Flow cytometry is a cytological research method used for in-depth analysis of cells. Its advantage is that it allows you to study each cell individually. This type of analysis helps to evaluate several parameters in hundreds of cells in a matter of seconds. As a result, cytofluorimetry is considered one of the fastest and most accurate methods of analysis currently available to scientists and clinicians.
Principle
The principle of flow cytometry is based on the measurement of light scattering and luminescence (fluorescence) of cells. The cell suspension is passed as a stream at high speed through the cytometer cell, where it is irradiated with a laser. The so-called hydrodynamic focusing is also performed there. Its mechanism is that the flow from the cell with the studied particles at the outlet flows into the external jet, which has a higher speed. As a result, particles are aligned in an ordered chain.
Pre-cells are labeled with special fluorescent dyes (fluorochromes). Thanks to them, the laser beamexcites a secondary glow. The received light signals are registered by detectors. Subsequently, the information is processed using software algorithms that allow you to count individual cell populations that differ in some criteria.

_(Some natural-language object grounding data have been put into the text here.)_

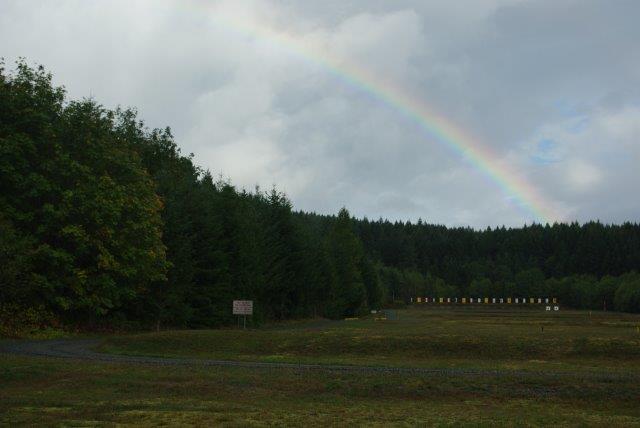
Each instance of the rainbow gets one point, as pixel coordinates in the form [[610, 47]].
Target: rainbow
[[434, 125]]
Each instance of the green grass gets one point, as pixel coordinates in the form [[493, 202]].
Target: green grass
[[420, 338], [40, 391], [51, 392]]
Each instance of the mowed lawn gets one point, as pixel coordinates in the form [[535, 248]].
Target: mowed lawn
[[48, 391], [421, 337]]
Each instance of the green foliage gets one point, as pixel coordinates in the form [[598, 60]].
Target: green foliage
[[627, 296], [104, 222], [79, 196]]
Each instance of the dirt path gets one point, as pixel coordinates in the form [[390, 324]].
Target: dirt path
[[83, 349]]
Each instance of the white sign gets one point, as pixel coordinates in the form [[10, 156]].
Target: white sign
[[243, 307]]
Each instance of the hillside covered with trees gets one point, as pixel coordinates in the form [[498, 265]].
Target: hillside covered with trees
[[105, 223]]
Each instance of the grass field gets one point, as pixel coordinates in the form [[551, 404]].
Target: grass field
[[64, 392], [420, 338]]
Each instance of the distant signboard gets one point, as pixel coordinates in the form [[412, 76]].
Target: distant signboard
[[243, 307]]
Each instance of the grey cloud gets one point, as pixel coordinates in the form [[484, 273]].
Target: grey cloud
[[509, 72]]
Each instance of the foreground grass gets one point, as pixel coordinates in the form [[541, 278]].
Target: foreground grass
[[57, 392], [533, 340]]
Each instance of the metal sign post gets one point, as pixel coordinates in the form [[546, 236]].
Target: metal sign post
[[244, 308]]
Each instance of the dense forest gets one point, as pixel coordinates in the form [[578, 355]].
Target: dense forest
[[104, 223]]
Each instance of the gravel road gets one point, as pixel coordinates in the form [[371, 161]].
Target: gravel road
[[83, 349]]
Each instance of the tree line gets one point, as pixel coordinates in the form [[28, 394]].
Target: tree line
[[104, 222]]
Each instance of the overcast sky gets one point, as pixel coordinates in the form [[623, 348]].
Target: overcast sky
[[552, 88]]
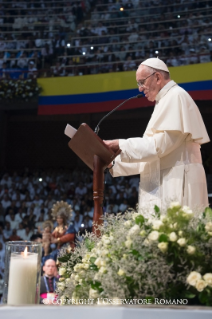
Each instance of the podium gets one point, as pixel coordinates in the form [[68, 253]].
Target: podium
[[97, 156]]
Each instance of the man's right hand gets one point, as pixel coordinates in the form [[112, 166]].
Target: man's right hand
[[113, 144]]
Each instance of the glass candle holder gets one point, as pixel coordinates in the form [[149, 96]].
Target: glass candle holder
[[22, 273]]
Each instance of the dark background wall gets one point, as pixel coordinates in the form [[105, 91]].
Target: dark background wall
[[39, 141]]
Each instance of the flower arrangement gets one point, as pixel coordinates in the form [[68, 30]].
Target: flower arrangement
[[165, 256], [21, 89]]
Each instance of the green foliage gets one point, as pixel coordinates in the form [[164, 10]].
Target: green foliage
[[137, 257]]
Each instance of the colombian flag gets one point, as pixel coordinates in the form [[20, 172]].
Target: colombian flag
[[103, 92]]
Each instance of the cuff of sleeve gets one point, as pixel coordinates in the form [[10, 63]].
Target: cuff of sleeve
[[125, 157]]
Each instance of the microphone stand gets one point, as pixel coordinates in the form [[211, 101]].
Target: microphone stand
[[97, 129]]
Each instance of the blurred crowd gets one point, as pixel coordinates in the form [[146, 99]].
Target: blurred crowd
[[67, 38], [26, 200]]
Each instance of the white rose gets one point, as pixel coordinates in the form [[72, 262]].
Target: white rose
[[97, 262], [146, 242], [128, 243], [102, 270], [156, 224], [191, 250], [163, 218], [208, 227], [208, 278], [135, 215], [181, 242], [102, 262], [173, 236], [104, 252], [163, 247], [61, 286], [193, 277], [62, 271], [93, 294], [121, 272], [153, 235], [142, 233], [187, 210], [127, 223], [86, 266], [175, 205], [200, 285], [134, 230]]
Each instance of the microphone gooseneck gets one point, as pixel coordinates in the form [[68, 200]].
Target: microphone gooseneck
[[104, 117]]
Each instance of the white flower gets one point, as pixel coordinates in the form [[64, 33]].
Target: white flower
[[146, 242], [135, 215], [93, 294], [102, 270], [173, 236], [163, 247], [208, 278], [127, 223], [175, 205], [68, 280], [134, 230], [104, 252], [128, 243], [191, 250], [77, 267], [62, 271], [97, 262], [200, 285], [121, 272], [208, 227], [193, 277], [181, 242], [153, 235], [156, 224], [86, 266], [142, 233], [163, 218], [61, 285]]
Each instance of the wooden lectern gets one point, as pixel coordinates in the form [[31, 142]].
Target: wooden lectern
[[97, 156]]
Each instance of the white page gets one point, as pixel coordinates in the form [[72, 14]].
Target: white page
[[70, 131]]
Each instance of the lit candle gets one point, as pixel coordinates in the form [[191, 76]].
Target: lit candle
[[22, 278]]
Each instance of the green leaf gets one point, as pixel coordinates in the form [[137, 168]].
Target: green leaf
[[96, 285], [139, 220], [92, 260], [163, 238], [89, 244], [93, 267], [208, 212], [157, 209], [64, 258]]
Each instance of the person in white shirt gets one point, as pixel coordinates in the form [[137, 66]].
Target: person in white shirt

Research with conventional microscopy often fails to distinguish between different cells because they look the same. Cytofluorometry can provide other data (DNA structure integrity), analyze protein expression, cell survival.
Since excitation of fluorochromes requires light beams with different wavelengths, as well as different types of detectors, modern installations are equipped with several detection channels (from 4 to 30). The number of laser emitters can be from 1 to 7. More complex devices allow multi-parameter studies of several properties of particles at once.

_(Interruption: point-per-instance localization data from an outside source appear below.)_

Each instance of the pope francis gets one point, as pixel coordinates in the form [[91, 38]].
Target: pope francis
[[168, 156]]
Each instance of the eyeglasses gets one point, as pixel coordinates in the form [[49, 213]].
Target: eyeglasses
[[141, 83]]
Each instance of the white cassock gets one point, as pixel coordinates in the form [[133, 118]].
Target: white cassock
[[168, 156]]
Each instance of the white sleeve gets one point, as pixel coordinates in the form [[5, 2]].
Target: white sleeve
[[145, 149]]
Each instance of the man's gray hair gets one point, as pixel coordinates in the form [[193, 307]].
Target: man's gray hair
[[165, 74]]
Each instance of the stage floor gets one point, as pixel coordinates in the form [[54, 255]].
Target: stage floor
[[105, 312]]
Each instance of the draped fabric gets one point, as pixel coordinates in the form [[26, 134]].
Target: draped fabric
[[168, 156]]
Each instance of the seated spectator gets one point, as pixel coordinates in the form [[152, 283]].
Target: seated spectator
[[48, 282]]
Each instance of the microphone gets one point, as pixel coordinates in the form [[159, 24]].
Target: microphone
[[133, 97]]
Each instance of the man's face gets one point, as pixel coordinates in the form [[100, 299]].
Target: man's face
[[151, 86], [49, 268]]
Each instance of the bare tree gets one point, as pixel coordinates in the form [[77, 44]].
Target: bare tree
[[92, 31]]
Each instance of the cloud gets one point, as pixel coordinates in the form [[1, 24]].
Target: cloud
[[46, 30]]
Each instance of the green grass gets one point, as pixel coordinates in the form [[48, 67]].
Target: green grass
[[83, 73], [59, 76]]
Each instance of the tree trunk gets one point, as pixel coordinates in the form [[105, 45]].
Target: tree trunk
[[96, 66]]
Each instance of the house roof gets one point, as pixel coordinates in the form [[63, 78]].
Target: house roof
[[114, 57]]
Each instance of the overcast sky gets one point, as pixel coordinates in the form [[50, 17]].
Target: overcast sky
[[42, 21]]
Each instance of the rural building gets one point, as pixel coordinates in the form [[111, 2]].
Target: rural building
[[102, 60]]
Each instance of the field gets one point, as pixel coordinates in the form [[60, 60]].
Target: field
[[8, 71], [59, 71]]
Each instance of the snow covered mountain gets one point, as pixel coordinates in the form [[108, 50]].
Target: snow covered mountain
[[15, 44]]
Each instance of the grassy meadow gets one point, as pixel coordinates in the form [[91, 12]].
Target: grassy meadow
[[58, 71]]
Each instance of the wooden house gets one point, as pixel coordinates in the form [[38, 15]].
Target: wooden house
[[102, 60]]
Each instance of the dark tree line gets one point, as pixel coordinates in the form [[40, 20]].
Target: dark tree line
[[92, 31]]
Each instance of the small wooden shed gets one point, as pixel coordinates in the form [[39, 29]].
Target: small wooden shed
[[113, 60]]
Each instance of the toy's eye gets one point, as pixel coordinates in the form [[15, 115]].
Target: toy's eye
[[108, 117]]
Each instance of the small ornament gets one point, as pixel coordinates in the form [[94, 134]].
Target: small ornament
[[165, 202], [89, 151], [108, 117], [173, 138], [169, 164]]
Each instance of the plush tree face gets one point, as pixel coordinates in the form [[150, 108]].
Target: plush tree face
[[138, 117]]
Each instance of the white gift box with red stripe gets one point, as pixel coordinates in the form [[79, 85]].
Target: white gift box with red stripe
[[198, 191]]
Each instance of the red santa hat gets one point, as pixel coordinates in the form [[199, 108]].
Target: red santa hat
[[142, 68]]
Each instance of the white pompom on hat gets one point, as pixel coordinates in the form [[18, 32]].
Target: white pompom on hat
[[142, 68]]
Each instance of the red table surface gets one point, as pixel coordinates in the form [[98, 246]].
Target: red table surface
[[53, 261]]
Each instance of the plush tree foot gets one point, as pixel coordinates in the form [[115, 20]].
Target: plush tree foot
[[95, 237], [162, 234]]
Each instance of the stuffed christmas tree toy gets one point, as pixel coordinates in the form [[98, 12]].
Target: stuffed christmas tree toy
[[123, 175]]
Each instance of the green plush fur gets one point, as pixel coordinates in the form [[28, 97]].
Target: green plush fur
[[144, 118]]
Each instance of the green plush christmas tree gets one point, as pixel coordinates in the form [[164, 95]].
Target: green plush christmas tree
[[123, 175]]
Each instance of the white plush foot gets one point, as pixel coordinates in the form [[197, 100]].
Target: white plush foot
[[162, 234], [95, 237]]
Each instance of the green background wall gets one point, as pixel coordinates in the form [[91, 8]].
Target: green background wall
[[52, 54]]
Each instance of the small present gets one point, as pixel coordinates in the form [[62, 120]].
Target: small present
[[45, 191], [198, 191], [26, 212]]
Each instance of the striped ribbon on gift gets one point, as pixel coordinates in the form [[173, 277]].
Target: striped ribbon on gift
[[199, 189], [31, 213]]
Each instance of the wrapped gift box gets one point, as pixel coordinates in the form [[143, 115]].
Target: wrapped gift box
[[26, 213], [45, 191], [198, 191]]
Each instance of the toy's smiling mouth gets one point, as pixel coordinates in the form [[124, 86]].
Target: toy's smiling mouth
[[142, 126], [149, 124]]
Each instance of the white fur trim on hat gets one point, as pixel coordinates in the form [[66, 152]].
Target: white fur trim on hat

Advantages and disadvantages
The benefits of flow cytometry include:
- high processing speed (registration of up to 30 thousand events in 1 second);
- possibility to study a large number of cells (up to 100 million in a sample);
- Quantitating the intensity of fluorescent light;
- analysis of each cell;
- simultaneous study of heterogeneous processes;
- automatic separation of data by cell populations;
- quality visualization of results.
Another feature of this technology is thatthe analyzed particle can be stained with several fluorescent solutions. Thanks to this, a multi-parameter study occurs.
The disadvantages include the complexity of the technical equipment and the need for special sample preparation.
Cytometers
The first devices of this type appeared already in 1968 in Germany, but they became widespread much later. Currently, all devices that work by the method of flow cytometry can be divided into 2 types:
- devices that measure fluorescent radiation (two or more wavelengths), 10° and 90° light scattering (low angle and side scatter detector);
- devices that, in addition to measuring several cellular parameters, automatically sort into groups according to these criteria.

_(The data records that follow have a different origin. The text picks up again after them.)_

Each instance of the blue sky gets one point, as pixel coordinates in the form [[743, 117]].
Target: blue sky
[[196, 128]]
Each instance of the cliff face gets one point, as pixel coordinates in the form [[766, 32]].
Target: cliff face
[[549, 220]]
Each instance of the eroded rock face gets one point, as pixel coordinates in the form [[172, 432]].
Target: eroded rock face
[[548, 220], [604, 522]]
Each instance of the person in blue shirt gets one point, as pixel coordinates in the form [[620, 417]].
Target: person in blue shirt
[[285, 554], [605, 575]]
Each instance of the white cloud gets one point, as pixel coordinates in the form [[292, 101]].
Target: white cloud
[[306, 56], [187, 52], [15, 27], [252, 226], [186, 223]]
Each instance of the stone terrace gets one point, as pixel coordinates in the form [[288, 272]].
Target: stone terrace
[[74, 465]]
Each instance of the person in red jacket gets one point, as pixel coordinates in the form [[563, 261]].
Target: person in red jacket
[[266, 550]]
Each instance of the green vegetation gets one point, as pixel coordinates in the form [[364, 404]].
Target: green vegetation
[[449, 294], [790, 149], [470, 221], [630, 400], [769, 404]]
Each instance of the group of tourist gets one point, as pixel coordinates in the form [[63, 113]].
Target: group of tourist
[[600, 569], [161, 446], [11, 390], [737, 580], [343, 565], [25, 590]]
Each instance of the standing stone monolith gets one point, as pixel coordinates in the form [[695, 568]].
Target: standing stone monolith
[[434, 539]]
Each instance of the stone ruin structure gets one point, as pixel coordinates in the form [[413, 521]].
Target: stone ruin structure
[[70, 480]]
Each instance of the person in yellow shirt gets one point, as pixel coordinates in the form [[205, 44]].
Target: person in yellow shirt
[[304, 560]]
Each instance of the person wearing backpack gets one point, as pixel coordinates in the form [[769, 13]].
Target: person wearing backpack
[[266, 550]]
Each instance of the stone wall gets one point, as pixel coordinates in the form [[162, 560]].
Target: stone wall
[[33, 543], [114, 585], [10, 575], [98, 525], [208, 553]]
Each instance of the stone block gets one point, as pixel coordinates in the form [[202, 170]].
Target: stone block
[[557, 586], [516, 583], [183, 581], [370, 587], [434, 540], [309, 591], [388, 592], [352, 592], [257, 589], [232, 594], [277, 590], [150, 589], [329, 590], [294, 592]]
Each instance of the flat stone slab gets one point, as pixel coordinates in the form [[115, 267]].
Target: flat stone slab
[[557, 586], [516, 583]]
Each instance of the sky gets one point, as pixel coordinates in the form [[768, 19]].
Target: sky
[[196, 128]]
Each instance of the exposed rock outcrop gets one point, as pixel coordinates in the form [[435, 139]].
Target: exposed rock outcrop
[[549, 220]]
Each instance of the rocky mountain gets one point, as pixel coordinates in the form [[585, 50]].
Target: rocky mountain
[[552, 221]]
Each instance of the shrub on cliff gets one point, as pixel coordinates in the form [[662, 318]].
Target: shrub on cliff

The forward scatter detector is designed to determine the size of the cell, and the side scatter device allows you to obtain information about the presence of intracellular granules, the volume ratio of the cytoplasm and the nucleus.
Classic cytometers, unlike light microscopes, do not allow to obtain an image of a cell. However, in recent years, combined devices have been developed that are able to combine the capabilities of a microscope and a cytofluorimeter. They will be discussed below.
Imaging Cytometers
For instruments used in classical flow cytometry,one feature is characteristic: if rare events are registered in the population of analyzed cells, then there is no way to assess what their essence is. These particles can be either the remains of dead cells or a rare group of them. In conventional devices, such data is excluded from the general flow of events, but it is they that can be of particular value for scientific and clinical analysis.
The new generation of imaging flow cytometers allows you to capture an image of each cell passing in the flow through the detector zone. It is easy to see it by clicking on the corresponding area of the diagram, which is displayed on the computer monitor.
Application areas
Flow cytometry is a universal method that is used in many fields of medicine and science:
- immunology;
- oncology;
- transplantology (transplantation of red bone marrow, stem cells);
- hematology;
- toxicology;
- biochemistry (measurement of acidity inside the cell, the study of other parameters);
- pharmacology (creating new drugs);
- microbiology;
- parasitology and virology;
- oceanology (the study of phytoplankton to assess the state of water bodies and other tasks);
- nanotechnology and microparticle analysis.
Immunology
The human immune system consists of a wide variety of cells. Flow cytometry in immunology makes it possible to evaluate their structure and functions, that is, to carry out morphofunctionalanalysis.
Such research helps to understand the complex nature of immunity. Cell phenotypes change as a result of activation by antigens, the development of pathologies, and other factors. Cytofluorometry can separate subpopulations of immune cells in a complex mixture and evaluate all their changes over time.
Oncology
One of the most important tasks in oncology is the differentiation of cells according to their type. The principle of analysis by flow cytometry in oncohematology is based on the following phenomenon: when a sample is treated with a special fluorescent dye, it binds to cytoplasmic proteins. After division in actively proliferating cells, its content decreases by half. Accordingly, the intensity of cell luminescence decreases twofold.
There are other ways to detect proliferating cells:
- use of DNA-binding dyes (propidium iodide);
- use of labeled uracil;
- registration of an increased level of expression of cyclin proteins, which are involved in the regulation of the cell cycle.